Rare Book Week is a big deal in New York City, where density is your friend. Three simultaneous book fairs, plus auctions, exhibits (like InsideOUT, for a very brief visit at Bonhams), and events the entire week. It’s a destination week in a destination city.

Here we are mostly unpacked and have put on my table cover (required but not provided). Michelle is sorting books. Please note that the display case is how we found it: filthy, no shelves, oddly placed brackets, and a temporary electrical hook-up. All normal. Not to worry.
Thanks to team Red Queen, we had plenty of paper towels and glass cleaner. Ooops! I forgot all about that. I didn’t need them at Codex.

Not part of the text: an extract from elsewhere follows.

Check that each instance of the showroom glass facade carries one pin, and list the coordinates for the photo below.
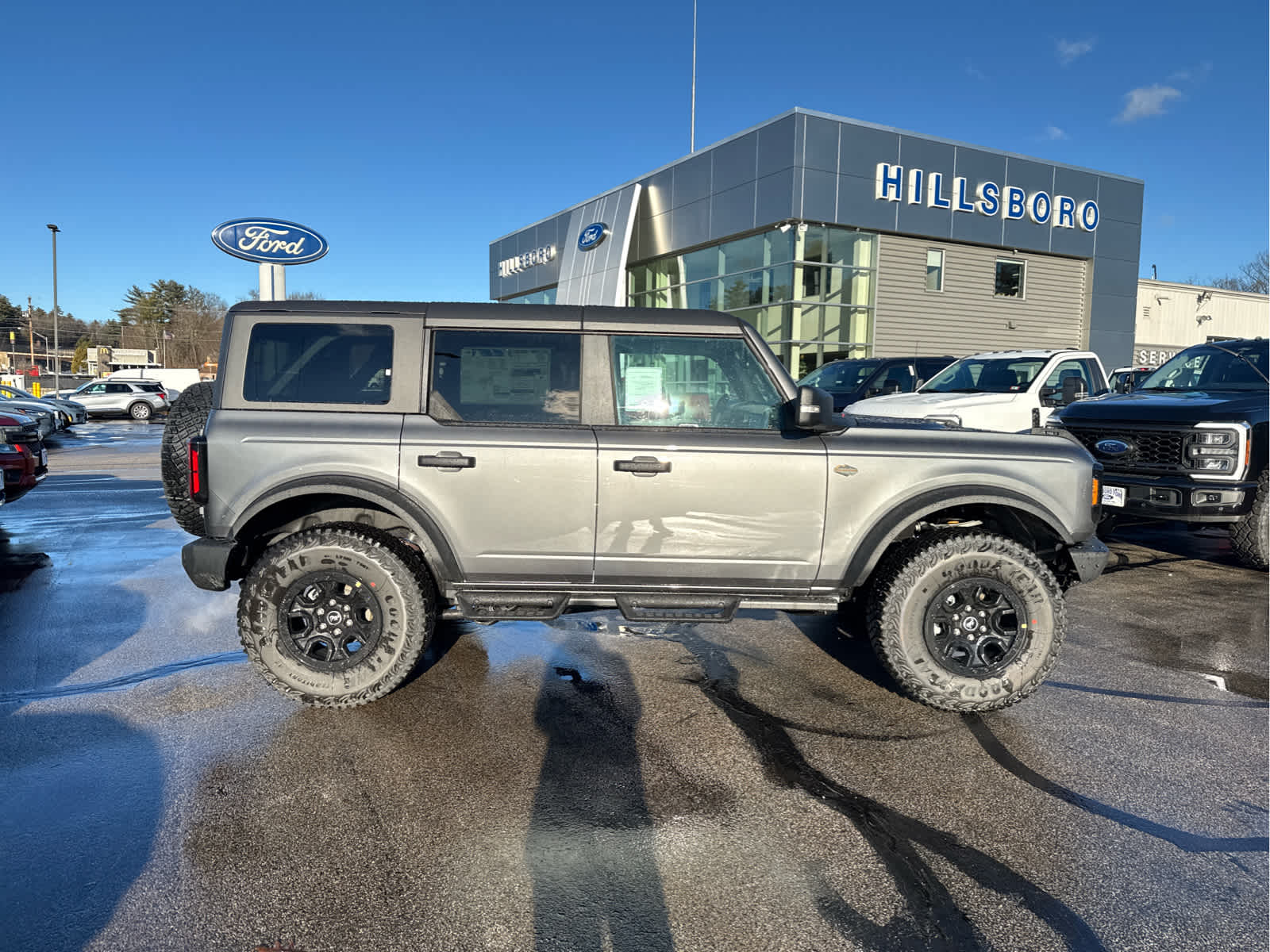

While Michelle cleaned the showcase, I mentally mapped the book layout, including shelf placement. We deployed the tape measure, adjusted the brackets, and locked them down properly (a critical step to be repeated frequently). Then we carefully installed the glass shelves, well away from the slightly warm overhead fluorescent lights.
We start to place the books.
More books, and I change my mind.

Am I laughing because almost all of the books are in the display case?
The final arrangement, including iPad with videos of the kinetic features of Mark Cockram’s
Joseph Cornell: Shadowplay, Eterniday
Not shown: MAC slipcase by Sonya Sheats; TOR by Timothy Ely, Oscar Gillespie, and Robert Rowe; and L’ombre d’un cri bound by Christine Giard. Those three are strategically placed in the display cases of Red Queen Book Arts.